CONCERNS about access to adequate postoperative care were at the heart of a recent unanimous NSW Court of Appeal decision in a defamation case.
Space constraints prevent a detailed summary, but the case involved Dr Stephen Prince and Dr John Malouf, both ear, nose and throat (ENT) surgeons.
The core facts seem to have been that Dr Prince was the regular visiting ENT surgeon at Grafton Base Hospital in rural NSW. However, as a contingency for an expected absence and in an attempt to reduce waiting lists, the hospital sought the assistance of Dr Malouf to perform surgery on the ENT list patients.
Dr Prince had no concerns as to Dr Malouf’s surgical skills, but he was concerned about postoperative care for patients as Dr Malouf was not based in Grafton. Presumably, the inference was that Dr Malouf would not be readily available in the postoperative period.
The hospital sought to address that concern by patient selection but there were said to be problems nonetheless.
Dr Prince remained concerned for the welfare of the patients who would be treated by Dr Malouf. They were, in effect, his patients as they had seen him for assessment before being listed for surgery.
A defamation claim was made by Dr Malouf because Dr Prince sent a number of letters expressing his concerns, including to patients.
The initial District Court trial — a hearing that lasted 29 days — found Dr Prince had defamed Dr Malouf in the letter to patients. The judge ordered Dr Prince to pay Dr Malouf $138 500 in damages and most of his court costs.
Dr Prince appealed the judgment saying he should have succeeded in a defence based on qualified privilege.
The Court of Appeal recognised the defence of common law qualified privilege in relation to some of the letters — those sent to people within the hospital including the chairman of the Medical Quality Committee and to the Treasury Managed Fund (in effect, the hospital’s insurer). They were found to have had a sufficient interest in receiving the letters.
However, there was no defence available for copies of the letters sent to the AMA and to a private indemnity insurer. They were held to be third parties who did not have a sufficient interest in receiving the letters.
Dr Prince had also sent letters to up to 100 patients on the waiting list. The letters included the statement: “The hospital has arranged for another surgeon to carry out extra operations. I have no part in these arrangements but I have significant concerns regarding the post-operative care of some patients who had surgery on this basis earlier in the year. Whether or not you choose to have another surgeon operate on you is of course totally your own choice.”

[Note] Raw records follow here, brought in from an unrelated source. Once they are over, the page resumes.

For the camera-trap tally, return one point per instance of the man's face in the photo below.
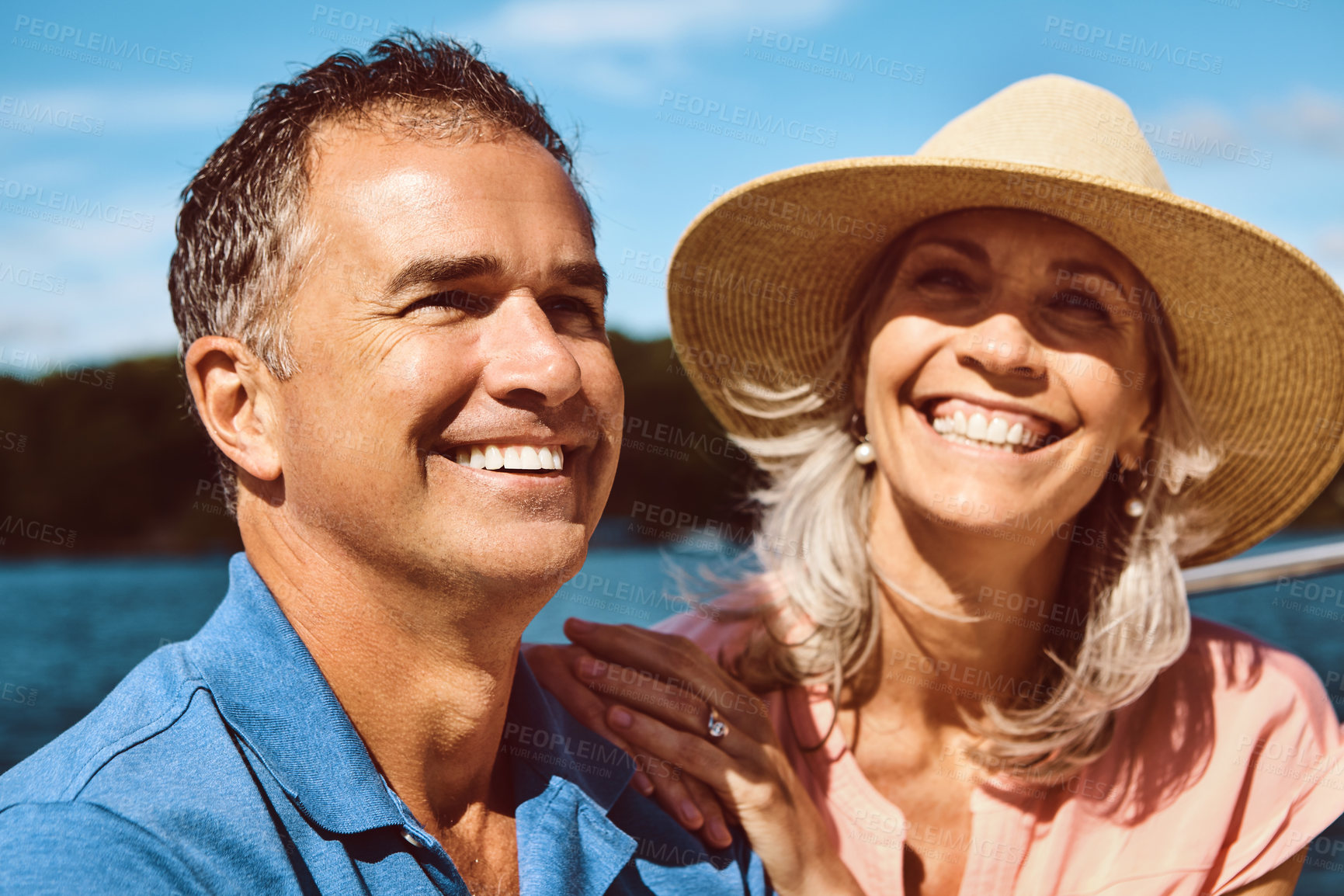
(454, 307)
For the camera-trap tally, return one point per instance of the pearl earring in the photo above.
(1134, 505)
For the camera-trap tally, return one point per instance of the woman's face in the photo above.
(1007, 367)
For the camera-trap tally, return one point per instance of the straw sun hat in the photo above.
(764, 280)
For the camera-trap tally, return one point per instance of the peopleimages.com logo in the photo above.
(1127, 49)
(71, 40)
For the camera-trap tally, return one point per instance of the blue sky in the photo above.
(110, 110)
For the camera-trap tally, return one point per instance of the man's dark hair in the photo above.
(241, 242)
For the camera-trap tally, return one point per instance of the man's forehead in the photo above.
(352, 158)
(391, 198)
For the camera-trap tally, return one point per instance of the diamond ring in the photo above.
(717, 728)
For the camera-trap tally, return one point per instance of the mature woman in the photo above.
(1004, 390)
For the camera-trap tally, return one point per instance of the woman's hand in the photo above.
(664, 688)
(684, 798)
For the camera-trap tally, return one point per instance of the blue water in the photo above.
(70, 630)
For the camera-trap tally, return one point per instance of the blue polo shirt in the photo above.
(226, 765)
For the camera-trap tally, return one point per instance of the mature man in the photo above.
(391, 318)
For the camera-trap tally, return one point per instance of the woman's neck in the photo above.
(965, 614)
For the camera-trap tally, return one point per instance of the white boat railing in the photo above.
(1241, 572)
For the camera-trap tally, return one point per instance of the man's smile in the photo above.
(511, 457)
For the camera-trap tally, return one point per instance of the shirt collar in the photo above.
(270, 691)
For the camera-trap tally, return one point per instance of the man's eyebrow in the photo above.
(439, 269)
(584, 274)
(972, 250)
(446, 269)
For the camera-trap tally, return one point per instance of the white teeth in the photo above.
(511, 457)
(998, 430)
(987, 432)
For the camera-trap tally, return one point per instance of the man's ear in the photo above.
(234, 395)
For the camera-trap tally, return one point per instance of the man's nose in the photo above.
(1003, 347)
(526, 360)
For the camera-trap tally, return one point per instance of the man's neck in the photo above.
(425, 684)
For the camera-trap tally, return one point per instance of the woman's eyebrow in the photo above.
(972, 250)
(1066, 269)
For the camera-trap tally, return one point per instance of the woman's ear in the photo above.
(235, 395)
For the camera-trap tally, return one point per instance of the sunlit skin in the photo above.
(409, 577)
(981, 311)
(969, 285)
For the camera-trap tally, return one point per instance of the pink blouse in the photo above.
(1228, 766)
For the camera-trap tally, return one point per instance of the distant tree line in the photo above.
(112, 461)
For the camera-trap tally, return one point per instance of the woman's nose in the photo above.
(1003, 347)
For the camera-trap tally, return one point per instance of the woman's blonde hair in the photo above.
(1129, 598)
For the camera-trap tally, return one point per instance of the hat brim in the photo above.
(764, 280)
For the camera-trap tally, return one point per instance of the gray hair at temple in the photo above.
(241, 238)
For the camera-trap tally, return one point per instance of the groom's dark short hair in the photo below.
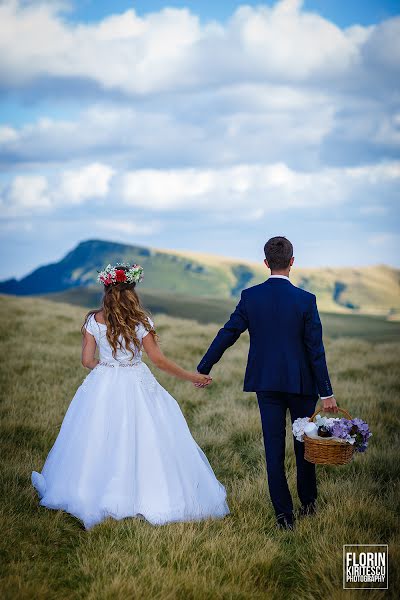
(278, 252)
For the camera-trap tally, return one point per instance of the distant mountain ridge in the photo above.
(366, 290)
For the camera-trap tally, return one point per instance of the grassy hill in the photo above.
(364, 290)
(46, 555)
(214, 310)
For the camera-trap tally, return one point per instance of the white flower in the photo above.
(298, 427)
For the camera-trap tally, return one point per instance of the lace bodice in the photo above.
(98, 331)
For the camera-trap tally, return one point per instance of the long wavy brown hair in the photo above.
(122, 311)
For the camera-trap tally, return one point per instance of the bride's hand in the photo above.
(200, 380)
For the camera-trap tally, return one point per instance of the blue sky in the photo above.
(209, 126)
(344, 13)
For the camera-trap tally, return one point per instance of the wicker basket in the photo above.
(327, 451)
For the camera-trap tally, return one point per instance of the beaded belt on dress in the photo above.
(134, 363)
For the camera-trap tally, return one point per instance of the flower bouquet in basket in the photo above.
(331, 440)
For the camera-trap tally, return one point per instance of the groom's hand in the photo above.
(202, 380)
(329, 404)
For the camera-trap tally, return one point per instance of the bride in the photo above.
(124, 448)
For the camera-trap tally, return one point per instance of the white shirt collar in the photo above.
(280, 276)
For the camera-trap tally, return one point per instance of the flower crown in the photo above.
(120, 273)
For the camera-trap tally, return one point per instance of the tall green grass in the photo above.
(46, 554)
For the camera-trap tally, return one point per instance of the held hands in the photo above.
(329, 404)
(200, 380)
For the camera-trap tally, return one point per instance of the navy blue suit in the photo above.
(286, 367)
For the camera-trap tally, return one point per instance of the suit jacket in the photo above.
(286, 349)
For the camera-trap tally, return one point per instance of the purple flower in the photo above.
(354, 431)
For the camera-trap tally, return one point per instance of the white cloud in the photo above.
(171, 50)
(251, 190)
(128, 227)
(28, 193)
(91, 181)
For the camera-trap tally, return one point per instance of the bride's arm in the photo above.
(157, 357)
(88, 351)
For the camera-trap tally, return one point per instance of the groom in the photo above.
(286, 368)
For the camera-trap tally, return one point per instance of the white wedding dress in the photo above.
(124, 449)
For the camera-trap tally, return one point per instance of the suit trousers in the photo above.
(273, 408)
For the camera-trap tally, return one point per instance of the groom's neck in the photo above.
(285, 272)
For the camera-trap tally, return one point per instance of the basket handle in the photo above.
(339, 409)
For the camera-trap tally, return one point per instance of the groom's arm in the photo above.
(316, 350)
(225, 337)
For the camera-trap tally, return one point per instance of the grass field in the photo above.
(47, 555)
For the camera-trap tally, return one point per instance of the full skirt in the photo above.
(124, 450)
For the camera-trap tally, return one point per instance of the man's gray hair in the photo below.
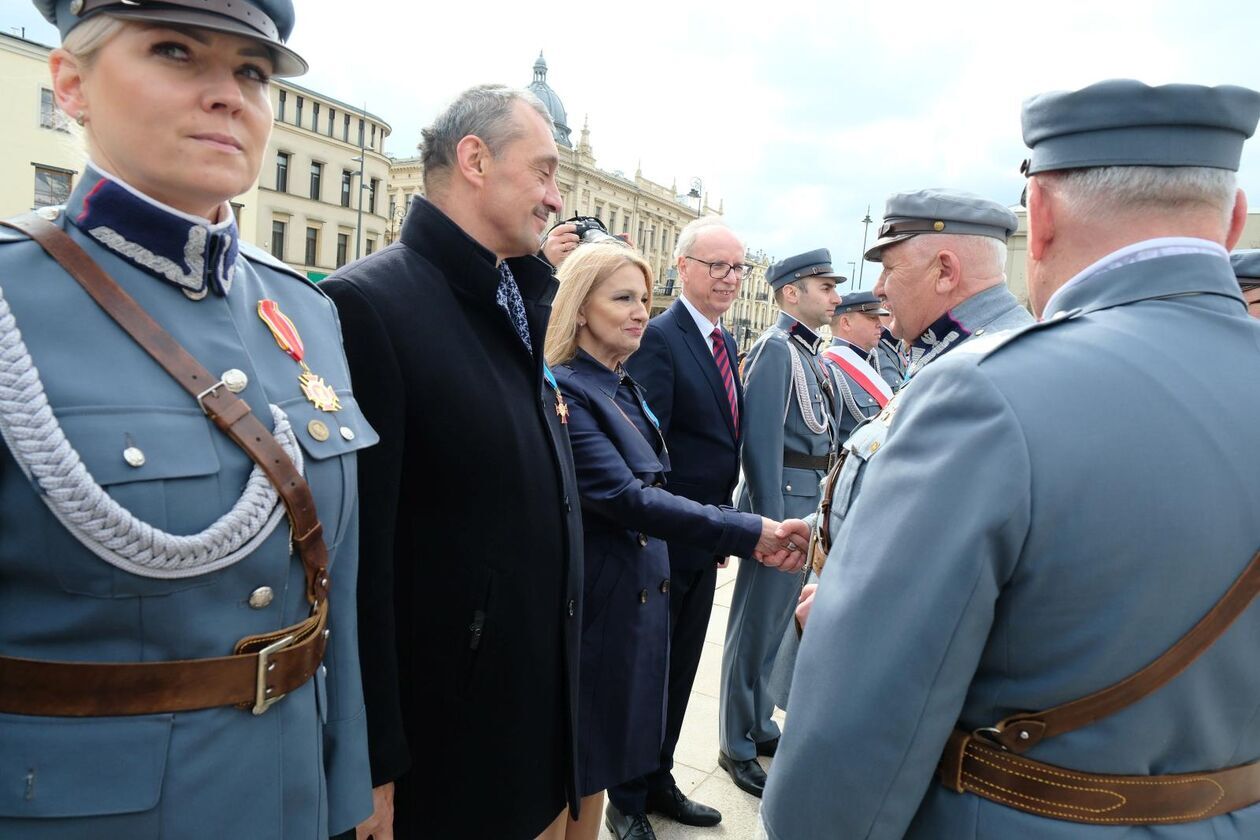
(1104, 192)
(484, 111)
(693, 228)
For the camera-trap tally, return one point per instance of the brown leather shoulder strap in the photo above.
(226, 409)
(1023, 731)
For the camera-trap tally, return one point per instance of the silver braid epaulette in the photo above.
(102, 525)
(803, 399)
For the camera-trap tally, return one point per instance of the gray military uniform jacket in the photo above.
(1077, 496)
(786, 409)
(297, 771)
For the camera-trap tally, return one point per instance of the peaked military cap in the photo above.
(812, 263)
(1246, 267)
(1122, 122)
(940, 210)
(270, 22)
(861, 302)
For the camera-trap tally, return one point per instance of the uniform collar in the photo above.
(807, 336)
(469, 265)
(1124, 277)
(607, 380)
(192, 253)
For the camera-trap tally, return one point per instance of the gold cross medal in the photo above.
(314, 387)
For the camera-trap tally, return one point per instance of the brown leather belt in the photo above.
(989, 762)
(970, 766)
(801, 461)
(263, 668)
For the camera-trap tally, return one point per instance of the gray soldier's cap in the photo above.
(270, 22)
(1122, 122)
(861, 302)
(940, 210)
(812, 263)
(1246, 267)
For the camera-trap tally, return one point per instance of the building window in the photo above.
(49, 115)
(52, 185)
(311, 246)
(316, 176)
(277, 239)
(282, 171)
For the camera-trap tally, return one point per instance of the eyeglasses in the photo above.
(720, 270)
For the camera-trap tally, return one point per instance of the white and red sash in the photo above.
(861, 372)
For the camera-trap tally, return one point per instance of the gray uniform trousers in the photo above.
(778, 417)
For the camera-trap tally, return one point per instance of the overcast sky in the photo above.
(798, 115)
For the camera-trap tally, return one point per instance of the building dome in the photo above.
(555, 107)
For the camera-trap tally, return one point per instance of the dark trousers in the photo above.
(691, 602)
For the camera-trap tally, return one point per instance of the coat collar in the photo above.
(185, 251)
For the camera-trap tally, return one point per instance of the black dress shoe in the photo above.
(679, 809)
(628, 826)
(746, 775)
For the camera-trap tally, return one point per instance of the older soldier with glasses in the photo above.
(1079, 498)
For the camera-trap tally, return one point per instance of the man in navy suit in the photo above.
(687, 365)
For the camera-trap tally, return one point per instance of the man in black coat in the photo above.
(688, 365)
(471, 569)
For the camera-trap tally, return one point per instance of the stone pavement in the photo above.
(696, 757)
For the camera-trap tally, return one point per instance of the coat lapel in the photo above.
(699, 348)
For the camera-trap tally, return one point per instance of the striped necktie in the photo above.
(722, 359)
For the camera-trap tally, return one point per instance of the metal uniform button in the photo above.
(318, 430)
(234, 379)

Dr Prince submitted that it would be expected by those of ordinary intelligence and moral principle that he would inform the patients on the ENT waiting list — who he had a pre-existing relationship with and had given advice to in relation to the recommended surgery and the postoperative care he would provide — of the changed state of affairs with respect to postoperative care in circumstances where he had a genuine concern that this gave rise to a risk of harm.
The court accepted that, as a matter of public policy, it was in the general interests of the whole community that qualified privilege was available as a defence, given that the recipients of the letter were still Dr Prince’s patients.
Whether there was a Rogers v Whitaker type legal duty to provide such information to patients was discussed in the judgment, but the precise finding on that point is difficult to discern.
What principles can we derive from the decision?
In essence, the Court of Appeal was prepared to recognise a common law qualified privilege defence in respect of potentially defamatory letters if sent to people with a sufficient interest in receiving those letters.
And the practical outcome? For the defamatory imputations in letters to the AMA and to a private indemnity insurer, there was a modest award to Dr Malouf of $20 000 in damages.
The Court of Appeal also expressed concern on the overall costs incurred, saying: “Further, it is apparent from the material before the Court that both parties bore some responsibility for the extraordinary length of the trial (29 days) which was not warranted on any rational analysis of the issues involved. It must have been apparent well before the trial was over (and perhaps before it started) that the costs incurred would far exceed any likely judgment, regardless of the vicissitudes of litigation.”
Despite that concern, both parties may have felt some vindication from the outcome. The decision has also served to clarify the law on who to alert about concerns regarding patient care.
Mr Bill Madden is the National Practice Group Leader, Medical Law, with Slater & Gordon.